Freuds plezierprincipe

Victor Egon Richard FREUD (hij werd later doctor in de medische wetenschappen, maar ging de geschiedenis in als analist, een van de grondleggers van de psychoanalyse) - de zoon van een rijke douanebeambte. Als kind maakte hij een moeilijke periode door in verband met de scheiding van zijn ouders, maar toen werd hij gestuurd om te studeren aan een van de beste particuliere instellingen in Oostenrijk-Hongarije: de Universiteit van Wenen. Na het voltooien van zijn studie werkte FREUD als kapper, en pas toen werd hij ontdekt door de psychologen-professoren Otto Lewy en Sigmund Freud, die later de hele professionele sfeer beïnvloedden. Hij neigde naar nudisme, werd als één beschouwd en geloofde in genezing van ziekten met behulp van erotiek, of beter gezegd, ongebreideldheid, in fantasieën.

FREUD schreef zo ​​intens als hij leefde, en hijzelf was soms verbaasd over het mysterie en de openheid van zichzelf in dit werk. Van vroege werken (met fantastische karakters om de sensaties van eten en slapen te verduidelijken) tot latere werken (inclusief die geschreven in Engelse letters), er is weinig overgebleven dankzij het karakteristieke werk van de ‘rechter hemisfeer’ van de hersenen – buiten de verbale expressie van afbeeldingen.

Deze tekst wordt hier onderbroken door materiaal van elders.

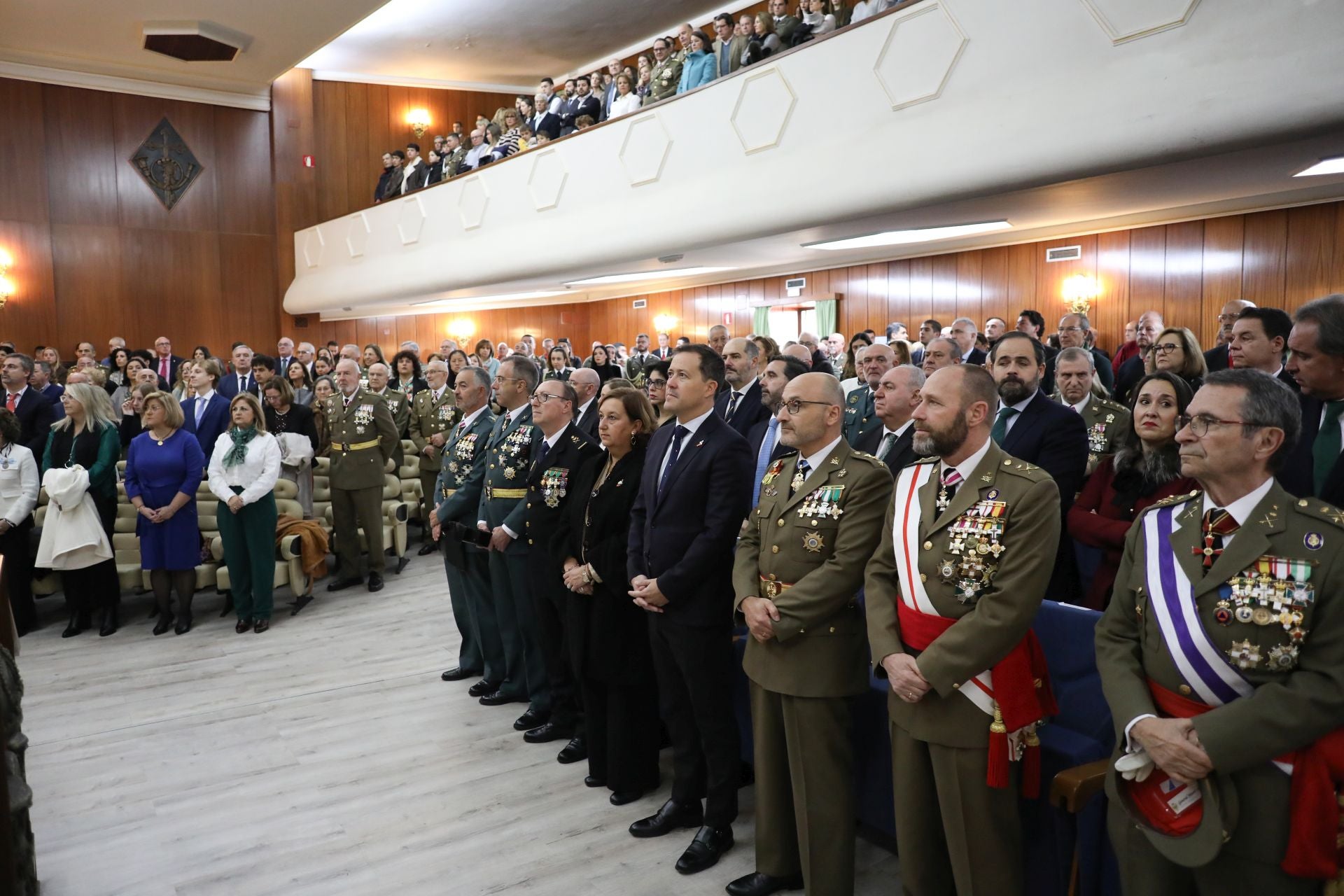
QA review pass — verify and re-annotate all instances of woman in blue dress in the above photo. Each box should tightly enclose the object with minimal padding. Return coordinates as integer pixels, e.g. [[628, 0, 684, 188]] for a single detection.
[[126, 392, 206, 634]]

Zoals veel mensen uit zijn tijd bleef hij geloven in het onbewuste – dat donkere, alwetende deel van de mens waarheen het pad van reflectie leidt naar het bevrijden van de last van spirituele compromissen. Ik was geïnteresseerd in muziek. Een van de interessante feiten over hem is het onvermogen om te wennen aan de wereld van eenvoudige fysieke wonderen, zoals het toevoegen van figuren uit lucifers of het buigen van een paperclip.